The point of social media was never to grow the church (though it can), but to reach people with the truth of the Gospel so they can grow in Christ. You can reach people all over the world, but you must desire this. Otherwise, online work is hard. It will wear you out without the right heart attitude.

The above picture is from a weekly small group that meets via Zoom every Monday. This Bible Study has been ongoing for the past few years.

How to Add Depth to Your Postings With Photography

“Photography takes an instant out of time, altering life by holding it still.” – Dorothea Lange

Stock photo sites provide a wealth of beautiful photographs for your blogs and social media. We should strive to provide our own photos. They tell a better story. As the Digital Engagement and Disciple-Making Coordinator with WorldVenture, I have access to photos from all over the world. For WorldVenture, they make ideal Scripture image posts, support blogs others (or I) write, and give depth to updates and prayer requests.

Two years ago, I bought my first professional camera. I had been on social media for years. The massive libraries on Pixabay, Stocksnap, and Unsplash served my many blogging adventures well, but I wanted to go deep in my stories. I wanted to capture real people, real landscapes, and I wanted to tell their stories with detailed, good quality shots a smartphone was unable to provide. Authenticity is about transparency.
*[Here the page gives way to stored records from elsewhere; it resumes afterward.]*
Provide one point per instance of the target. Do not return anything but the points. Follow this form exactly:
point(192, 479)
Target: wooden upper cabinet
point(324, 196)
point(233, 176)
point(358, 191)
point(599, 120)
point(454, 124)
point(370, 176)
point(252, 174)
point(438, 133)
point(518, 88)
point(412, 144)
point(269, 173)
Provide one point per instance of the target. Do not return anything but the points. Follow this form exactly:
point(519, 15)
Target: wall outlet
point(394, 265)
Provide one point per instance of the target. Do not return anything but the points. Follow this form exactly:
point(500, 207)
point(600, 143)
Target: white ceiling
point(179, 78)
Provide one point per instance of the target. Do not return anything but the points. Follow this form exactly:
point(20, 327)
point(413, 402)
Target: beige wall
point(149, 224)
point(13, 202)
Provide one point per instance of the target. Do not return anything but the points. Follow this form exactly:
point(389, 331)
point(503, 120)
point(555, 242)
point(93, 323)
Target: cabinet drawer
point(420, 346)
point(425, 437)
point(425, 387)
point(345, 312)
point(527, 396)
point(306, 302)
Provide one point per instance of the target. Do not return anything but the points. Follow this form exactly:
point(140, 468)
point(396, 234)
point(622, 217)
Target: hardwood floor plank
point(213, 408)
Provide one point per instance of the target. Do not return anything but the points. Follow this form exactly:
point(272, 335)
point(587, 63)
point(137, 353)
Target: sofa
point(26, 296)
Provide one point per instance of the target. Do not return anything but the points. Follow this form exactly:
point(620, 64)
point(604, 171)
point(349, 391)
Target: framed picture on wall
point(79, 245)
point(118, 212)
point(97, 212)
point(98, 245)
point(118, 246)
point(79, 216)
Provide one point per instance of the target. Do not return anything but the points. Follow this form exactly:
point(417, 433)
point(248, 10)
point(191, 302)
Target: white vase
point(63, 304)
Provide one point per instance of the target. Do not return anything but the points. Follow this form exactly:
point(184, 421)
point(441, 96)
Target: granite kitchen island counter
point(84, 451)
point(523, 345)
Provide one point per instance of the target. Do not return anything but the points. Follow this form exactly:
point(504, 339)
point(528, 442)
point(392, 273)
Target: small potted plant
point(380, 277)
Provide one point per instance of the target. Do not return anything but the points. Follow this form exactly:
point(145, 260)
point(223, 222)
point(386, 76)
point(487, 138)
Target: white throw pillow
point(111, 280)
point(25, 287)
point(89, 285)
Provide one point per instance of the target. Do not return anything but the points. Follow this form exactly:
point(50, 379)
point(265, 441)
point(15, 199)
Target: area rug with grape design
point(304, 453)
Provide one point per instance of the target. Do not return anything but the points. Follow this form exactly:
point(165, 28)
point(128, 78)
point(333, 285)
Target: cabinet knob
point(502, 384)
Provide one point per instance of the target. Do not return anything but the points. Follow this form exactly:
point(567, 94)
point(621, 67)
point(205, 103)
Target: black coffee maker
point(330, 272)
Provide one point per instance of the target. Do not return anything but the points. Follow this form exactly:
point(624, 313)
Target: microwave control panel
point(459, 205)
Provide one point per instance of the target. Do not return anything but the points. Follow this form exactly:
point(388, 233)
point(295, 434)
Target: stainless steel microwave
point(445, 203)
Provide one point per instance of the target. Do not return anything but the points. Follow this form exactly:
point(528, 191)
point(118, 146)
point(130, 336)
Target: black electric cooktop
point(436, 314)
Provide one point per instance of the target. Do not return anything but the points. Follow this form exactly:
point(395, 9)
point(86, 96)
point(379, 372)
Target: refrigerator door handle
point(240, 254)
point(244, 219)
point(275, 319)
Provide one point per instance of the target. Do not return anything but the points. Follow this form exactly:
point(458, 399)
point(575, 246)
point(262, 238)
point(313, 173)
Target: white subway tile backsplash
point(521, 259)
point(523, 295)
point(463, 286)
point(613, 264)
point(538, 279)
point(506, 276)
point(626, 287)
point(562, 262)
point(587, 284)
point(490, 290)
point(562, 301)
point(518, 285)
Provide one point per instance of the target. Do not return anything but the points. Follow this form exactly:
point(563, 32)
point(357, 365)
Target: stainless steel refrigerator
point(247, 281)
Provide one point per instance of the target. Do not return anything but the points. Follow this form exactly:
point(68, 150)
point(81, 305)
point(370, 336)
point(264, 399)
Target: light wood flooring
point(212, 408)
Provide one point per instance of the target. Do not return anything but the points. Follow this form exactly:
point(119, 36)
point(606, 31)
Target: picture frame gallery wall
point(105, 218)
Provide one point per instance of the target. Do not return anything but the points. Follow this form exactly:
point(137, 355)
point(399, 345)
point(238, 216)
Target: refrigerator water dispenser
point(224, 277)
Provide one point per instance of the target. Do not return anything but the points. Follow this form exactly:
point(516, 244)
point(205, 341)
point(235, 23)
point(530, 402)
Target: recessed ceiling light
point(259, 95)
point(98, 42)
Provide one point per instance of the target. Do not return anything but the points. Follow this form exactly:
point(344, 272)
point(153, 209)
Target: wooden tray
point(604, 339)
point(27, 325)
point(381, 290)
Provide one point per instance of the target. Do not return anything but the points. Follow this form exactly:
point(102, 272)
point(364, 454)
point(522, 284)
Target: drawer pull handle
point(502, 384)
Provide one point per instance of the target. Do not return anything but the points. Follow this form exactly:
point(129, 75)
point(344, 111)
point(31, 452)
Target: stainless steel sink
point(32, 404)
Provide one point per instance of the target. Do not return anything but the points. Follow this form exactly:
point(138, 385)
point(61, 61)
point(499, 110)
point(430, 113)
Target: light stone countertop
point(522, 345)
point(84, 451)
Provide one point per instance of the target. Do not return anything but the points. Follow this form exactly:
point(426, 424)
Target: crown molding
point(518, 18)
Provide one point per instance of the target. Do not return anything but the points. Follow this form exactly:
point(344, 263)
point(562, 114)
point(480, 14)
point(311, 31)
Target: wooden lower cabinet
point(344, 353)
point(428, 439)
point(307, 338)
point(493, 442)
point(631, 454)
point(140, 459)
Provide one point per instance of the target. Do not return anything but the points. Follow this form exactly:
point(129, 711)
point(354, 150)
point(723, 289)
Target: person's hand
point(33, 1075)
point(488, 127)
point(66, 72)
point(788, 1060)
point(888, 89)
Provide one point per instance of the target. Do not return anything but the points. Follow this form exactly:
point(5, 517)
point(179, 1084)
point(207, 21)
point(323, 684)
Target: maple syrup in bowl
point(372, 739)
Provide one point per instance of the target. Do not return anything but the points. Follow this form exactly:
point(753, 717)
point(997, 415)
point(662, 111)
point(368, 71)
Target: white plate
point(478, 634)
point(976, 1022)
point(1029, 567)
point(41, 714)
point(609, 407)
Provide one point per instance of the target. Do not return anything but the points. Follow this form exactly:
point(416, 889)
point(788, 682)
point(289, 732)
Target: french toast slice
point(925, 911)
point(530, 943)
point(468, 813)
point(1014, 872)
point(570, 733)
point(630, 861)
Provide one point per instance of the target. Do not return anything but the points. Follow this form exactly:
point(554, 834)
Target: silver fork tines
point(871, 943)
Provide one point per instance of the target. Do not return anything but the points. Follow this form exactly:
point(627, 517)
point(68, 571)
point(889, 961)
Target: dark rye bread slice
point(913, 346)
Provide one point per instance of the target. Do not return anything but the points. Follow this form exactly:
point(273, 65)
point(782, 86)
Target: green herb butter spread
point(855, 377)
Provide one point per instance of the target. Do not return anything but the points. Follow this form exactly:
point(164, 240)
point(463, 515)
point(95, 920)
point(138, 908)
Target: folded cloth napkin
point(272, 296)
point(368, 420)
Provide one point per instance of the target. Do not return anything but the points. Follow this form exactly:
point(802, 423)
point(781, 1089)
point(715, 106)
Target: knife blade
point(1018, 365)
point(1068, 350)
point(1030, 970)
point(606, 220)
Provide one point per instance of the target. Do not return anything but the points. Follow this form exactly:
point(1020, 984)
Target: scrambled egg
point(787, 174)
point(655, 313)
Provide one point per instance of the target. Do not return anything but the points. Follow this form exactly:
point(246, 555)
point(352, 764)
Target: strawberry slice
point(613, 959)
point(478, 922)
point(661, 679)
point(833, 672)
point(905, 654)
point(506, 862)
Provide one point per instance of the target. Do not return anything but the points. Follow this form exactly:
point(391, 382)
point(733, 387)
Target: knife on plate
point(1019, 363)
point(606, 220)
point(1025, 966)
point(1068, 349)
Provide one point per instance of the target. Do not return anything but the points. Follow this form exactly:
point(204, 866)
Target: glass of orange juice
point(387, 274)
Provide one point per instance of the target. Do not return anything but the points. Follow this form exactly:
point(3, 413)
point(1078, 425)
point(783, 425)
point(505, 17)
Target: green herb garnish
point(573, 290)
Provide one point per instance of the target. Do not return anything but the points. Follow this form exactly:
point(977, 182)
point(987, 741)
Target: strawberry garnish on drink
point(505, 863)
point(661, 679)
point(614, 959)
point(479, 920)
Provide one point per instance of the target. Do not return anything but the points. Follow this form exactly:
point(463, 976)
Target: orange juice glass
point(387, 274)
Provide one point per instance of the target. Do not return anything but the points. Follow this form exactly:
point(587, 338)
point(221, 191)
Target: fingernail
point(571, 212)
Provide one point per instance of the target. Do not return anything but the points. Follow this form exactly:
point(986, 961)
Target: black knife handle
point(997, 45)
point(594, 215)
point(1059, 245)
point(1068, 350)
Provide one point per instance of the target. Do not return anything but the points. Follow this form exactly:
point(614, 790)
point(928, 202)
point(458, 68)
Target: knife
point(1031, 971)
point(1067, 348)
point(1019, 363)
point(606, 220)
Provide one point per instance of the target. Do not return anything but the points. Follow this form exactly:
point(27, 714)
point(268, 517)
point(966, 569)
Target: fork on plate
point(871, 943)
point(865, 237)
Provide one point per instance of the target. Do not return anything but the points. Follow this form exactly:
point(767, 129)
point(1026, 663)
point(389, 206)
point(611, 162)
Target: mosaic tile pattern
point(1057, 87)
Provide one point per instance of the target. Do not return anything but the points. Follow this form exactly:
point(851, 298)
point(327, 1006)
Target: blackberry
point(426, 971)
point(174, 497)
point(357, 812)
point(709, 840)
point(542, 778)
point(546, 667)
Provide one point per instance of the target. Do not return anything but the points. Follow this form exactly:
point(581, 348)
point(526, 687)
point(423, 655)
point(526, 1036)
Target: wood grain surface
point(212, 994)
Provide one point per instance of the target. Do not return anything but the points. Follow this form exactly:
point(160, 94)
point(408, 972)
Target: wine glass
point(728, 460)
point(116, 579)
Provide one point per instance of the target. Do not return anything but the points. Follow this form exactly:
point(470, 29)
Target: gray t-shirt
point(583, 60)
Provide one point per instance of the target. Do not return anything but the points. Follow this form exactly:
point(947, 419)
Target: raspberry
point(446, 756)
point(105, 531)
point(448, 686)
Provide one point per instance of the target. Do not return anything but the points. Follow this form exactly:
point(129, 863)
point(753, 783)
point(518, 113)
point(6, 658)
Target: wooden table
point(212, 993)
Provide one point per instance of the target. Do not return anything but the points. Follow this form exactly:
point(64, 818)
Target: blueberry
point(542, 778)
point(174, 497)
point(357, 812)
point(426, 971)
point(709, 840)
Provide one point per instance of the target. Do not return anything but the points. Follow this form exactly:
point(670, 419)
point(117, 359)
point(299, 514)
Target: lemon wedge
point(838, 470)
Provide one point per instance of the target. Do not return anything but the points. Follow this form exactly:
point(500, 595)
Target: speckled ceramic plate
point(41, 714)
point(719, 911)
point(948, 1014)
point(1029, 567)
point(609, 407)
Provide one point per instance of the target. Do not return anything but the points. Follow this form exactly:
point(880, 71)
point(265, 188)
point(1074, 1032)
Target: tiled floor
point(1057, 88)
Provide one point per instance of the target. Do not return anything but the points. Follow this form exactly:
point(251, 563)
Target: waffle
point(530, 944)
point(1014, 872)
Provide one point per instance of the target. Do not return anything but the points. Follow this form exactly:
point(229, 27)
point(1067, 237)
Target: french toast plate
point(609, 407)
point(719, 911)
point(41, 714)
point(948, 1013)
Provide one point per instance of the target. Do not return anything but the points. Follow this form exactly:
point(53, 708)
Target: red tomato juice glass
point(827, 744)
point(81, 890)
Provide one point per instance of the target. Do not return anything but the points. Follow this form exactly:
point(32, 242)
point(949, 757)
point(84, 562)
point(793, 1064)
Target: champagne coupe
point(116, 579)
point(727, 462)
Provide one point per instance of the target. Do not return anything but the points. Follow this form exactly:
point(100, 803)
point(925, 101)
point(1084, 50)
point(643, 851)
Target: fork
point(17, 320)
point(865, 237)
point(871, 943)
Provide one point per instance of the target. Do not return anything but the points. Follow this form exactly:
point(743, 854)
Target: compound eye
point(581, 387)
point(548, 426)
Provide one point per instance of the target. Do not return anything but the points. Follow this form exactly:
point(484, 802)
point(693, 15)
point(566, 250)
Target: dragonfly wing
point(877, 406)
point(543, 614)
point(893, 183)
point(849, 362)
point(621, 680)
In the church or mission organization, this is an important part of storytelling.

A picture of a door accompanying a verse about knocking is just a door until you realize it is a door of an ongoing ministry who sees answers to prayers all the time. A Scripture image comes alive, especially to those that know that ministry.

When I teach churches and individuals to use photography in their own social media posts, I don’t discourage the use of their smart phone. People connect emotionally and they connect even with the less polished posts as long it is emotional.

  • First, you can go to Google Drive on your phone and create folder to store your photos for quick and easy access to them for on-the-go posts. Create sub-folders named Spring, Summer, Sadness, Happy, or whatever will help you find specific photos for specific updates.
  • During the week, if you don’t use a social media poster like Hootsuite to schedule them, you can post your thoughts and add the appropriate image from your Google Drive folder.
  • Take the best photos you can, keeping your hands still, and getting familiar with the camera settings on your smartphone. Experiment with different light settings.

Don’t worry about having a plan for your pictures. Take pictures because something is beautiful. Take pictures because it brings you joy. Pictures intensify an experience and help you notice things you otherwise wouldn’t have noticed. Pictures are a visual story. Whatever you post online, make sure the picture supports your words and your words support your picture, like a children’s picture book.